Top centralized exchanges such as Coinbase, Kraken, and other global platforms offer Ethereum trading pairs alongside smaller or regional exchanges like CEX and Gate. Many online wallets and payment platforms, including PayPal, Skrill, and Revolut, also support buying and holding ETH. For most users, purchasing and storing Ethereum can be completed within minutes, provided you have funds available.
In addition, Ethereum exposure is available through forex and CFD brokers for traders who prefer margin or derivative-based strategies. CFDs let you gain exposure to ETH’s price movements without holding the underlying asset, but they carry different risks and are subject to regulatory differences across jurisdictions.
You can stake Ethereum
Finally, with Ethereum’s move to proof-of-stake, staking has become an option for many holders. Staking involves locking up ETH and delegating it to validators (or running a validator node yourself) to help secure the network, in return for earning rewards.
Staking has attracted substantial capital; according to staking analytics platforms, investors have staked tens of billions of dollars worth of Ethereum.
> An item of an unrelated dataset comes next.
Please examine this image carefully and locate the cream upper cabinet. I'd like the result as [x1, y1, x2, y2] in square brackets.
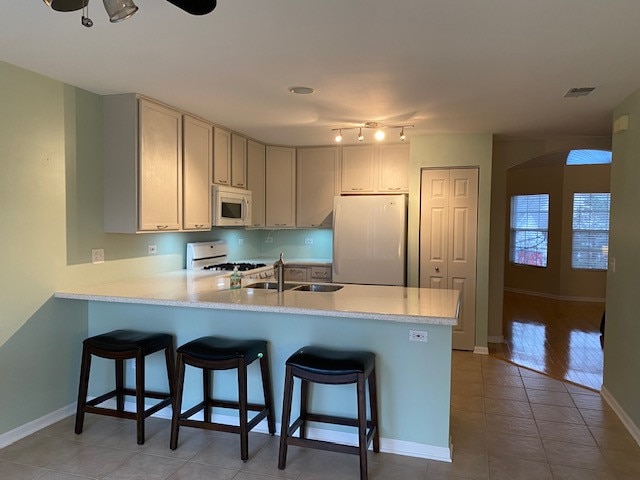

Annual percentage yields (APY) for staking vary over time but can be an attractive way to earn passive returns on held ETH compared with simply holding it in a wallet.
Before staking, consider factors such as lock-up periods, validator fees, and the distinction between solo staking and pooled or custodial staking services. Each option carries trade-offs related to control, complexity, and potential returns.
In summary, Ethereum’s ongoing upgrades, planned sharding, robust ecosystem in DeFi and NFTs, broad availability across exchanges, and staking options make it a compelling asset to research if you are considering a crypto investment. As with any investment, weigh the technical developments, competitive landscape, and your own risk tolerance before deciding.